Shares have already risen on that potential, but still are well below the post-recession peaks.
Contrarian Stocks to Buy in the New Year: First Solar (FSLR)
Solar is going to stink in 2017. It just is.
So why does that make industry leader First Solar, Inc. (NASDAQ:FSLR) a contrarian stock to buy over the next 12 months?
FSLR’s woes are twofold. First, many utilities scheduled their projects and build-outs to be completed before 2016 ended, as lucrative tax credits were scheduled to be finished at that time. However, while those credits were extended, the election of Donald Trump threw those credits into question.
But longer-term, the future is rosy.
While developments here at home may falter, the rest of the world is still humming right along in terms of solar adoption. That should help FSLR get over the hump. Also helping is its industry-leading cost structure, an investment in 8Point3 Energy Partners LP (NASDAQ:CAFD) and a strong $2 billion in cash on its balance sheet.
First Solar will kick the can and get through the current malaise with ease. When investors get hot on solar again, they’ll see they can buy an industry leader at a single-digit P/E.
That’s not a pretty way to invest, and FSLR will likely give you a few gray hairs. But it’ll be worth it, and there’s always Just For Men.
Contrarian Stocks to Buy in the New Year: Kroger (KR)
You wouldn’t peg a grocer as a growthy momentum stock, but that’s what Kroger Co (NYSE:KR) was until it started to miss expectations.
As a result, Kroger has slipped into value territory.
For those not in the know, Cincinnati-based Kroger operates as the largest publicly traded pure-play grocery store network in the country. These stores play a variety of income and demographic levels — bargain shoppers and truffle hunters alike. This mishmash of consumers has driven Kroger’s revenues to in excess of $100 billion per year.
Troubling analysts is that Kroger’s growth has slowed to a crawl. But KR has a few aces up its sleeve.
For one, its online ordering experiment is bearing fruit; ClickList is becoming a huge hit with internet-savvy millennial customers. Revamped in-house organic and natural brands — and their higher margins — are also helping to drive projects.
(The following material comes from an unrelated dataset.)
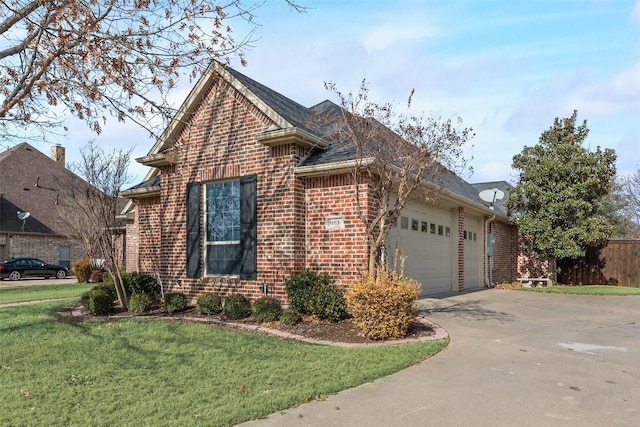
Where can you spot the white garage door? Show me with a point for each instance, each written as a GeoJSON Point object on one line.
{"type": "Point", "coordinates": [424, 236]}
These projects, as well as expanded pharmacy and convenience store operations, should drive KR back into favor.
Meanwhile, a roughly 20% drop in Kroger shares over the past year has ensured that investors aren’t overpaying at this point.
Contrarian Stocks to Buy in the New Year: Apple (AAPL)
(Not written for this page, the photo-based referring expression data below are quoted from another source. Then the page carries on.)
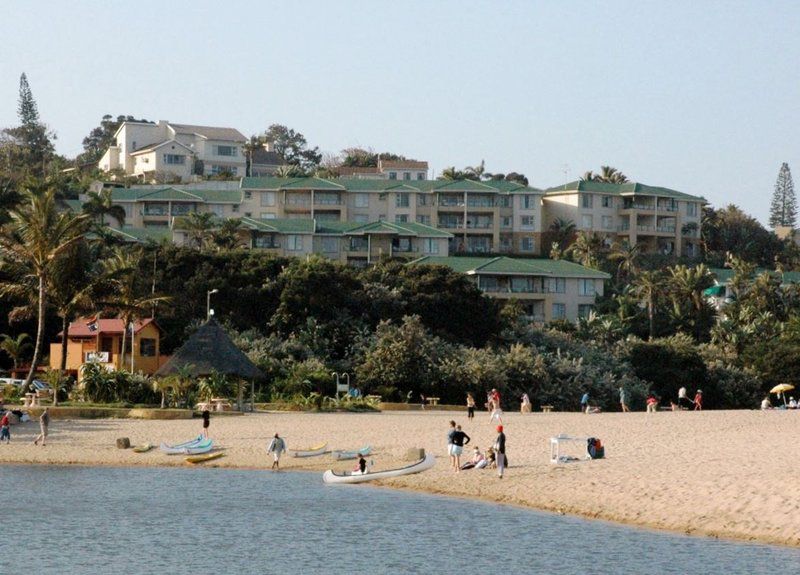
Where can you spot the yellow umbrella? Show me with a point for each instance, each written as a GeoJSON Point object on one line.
{"type": "Point", "coordinates": [780, 388]}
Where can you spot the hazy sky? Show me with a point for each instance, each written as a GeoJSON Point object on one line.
{"type": "Point", "coordinates": [702, 97]}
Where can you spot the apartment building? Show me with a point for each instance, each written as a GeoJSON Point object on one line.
{"type": "Point", "coordinates": [165, 150]}
{"type": "Point", "coordinates": [547, 289]}
{"type": "Point", "coordinates": [658, 219]}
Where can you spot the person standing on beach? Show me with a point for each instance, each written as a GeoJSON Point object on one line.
{"type": "Point", "coordinates": [206, 422]}
{"type": "Point", "coordinates": [623, 399]}
{"type": "Point", "coordinates": [44, 423]}
{"type": "Point", "coordinates": [460, 439]}
{"type": "Point", "coordinates": [276, 447]}
{"type": "Point", "coordinates": [470, 407]}
{"type": "Point", "coordinates": [500, 451]}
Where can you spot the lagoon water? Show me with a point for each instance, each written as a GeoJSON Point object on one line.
{"type": "Point", "coordinates": [175, 521]}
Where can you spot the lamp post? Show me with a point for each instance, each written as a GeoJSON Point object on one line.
{"type": "Point", "coordinates": [209, 293]}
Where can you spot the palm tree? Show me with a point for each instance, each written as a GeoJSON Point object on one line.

How far has Apple Inc. (NASDAQ:AAPL) fallen?
Well, to the point where it’s no longer considered a no-doubt growth stock, but a contrarian stock to buy.
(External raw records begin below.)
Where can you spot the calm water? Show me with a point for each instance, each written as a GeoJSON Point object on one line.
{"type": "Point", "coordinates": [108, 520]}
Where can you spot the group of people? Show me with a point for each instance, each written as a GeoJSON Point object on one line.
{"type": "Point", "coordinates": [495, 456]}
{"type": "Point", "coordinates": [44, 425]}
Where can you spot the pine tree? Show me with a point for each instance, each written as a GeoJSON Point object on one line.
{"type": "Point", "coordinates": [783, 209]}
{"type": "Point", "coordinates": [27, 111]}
Still, that’s better than a “sell” call, right?
Apple hasn’t had a smooth go of things over the past year. Its all-important iPhone sales have slowed, the Apple Watch has stalled, and the firm was hit with a major court decision that favored its chief rival, Samsung Electronics (OTCMKTS:SSNLF).
So while Apple did manage to put up roughly 10% gains in 2016, that was only good enough to match the market, and far behind many of its growthier tech peers. AAPL simply is no longer a market darling.
That’s OK, though. We’re talking about contrarian investing.
Apple’s cash remains a fantastic reason to love this stock — and in fact, even more so now than ever. With Trump looking to stem corporate tax bills for repatriating overseas cash, Apple investors could be a few months away from a massive set of buybacks, or perhaps a big special dividend. Some analysts have postulated that Apple could move about $124 billion back to U.S. shores for dividend purposes.
Even if it doesn’t happen, Apple still mints profits and is a cash machine that trades for less than 12 times future earnings projections right now.
Oh yeah. And the iPhone 8 could be one of the biggest overhauls ever, sparking the much-needed rejuvenation to smartphone sales that the company needs.
AAPL might be out of favor now, but it could be a gem by the end of the year.
As of this writing, Aaron Levitt did not hold a position in any of the aforementioned securities.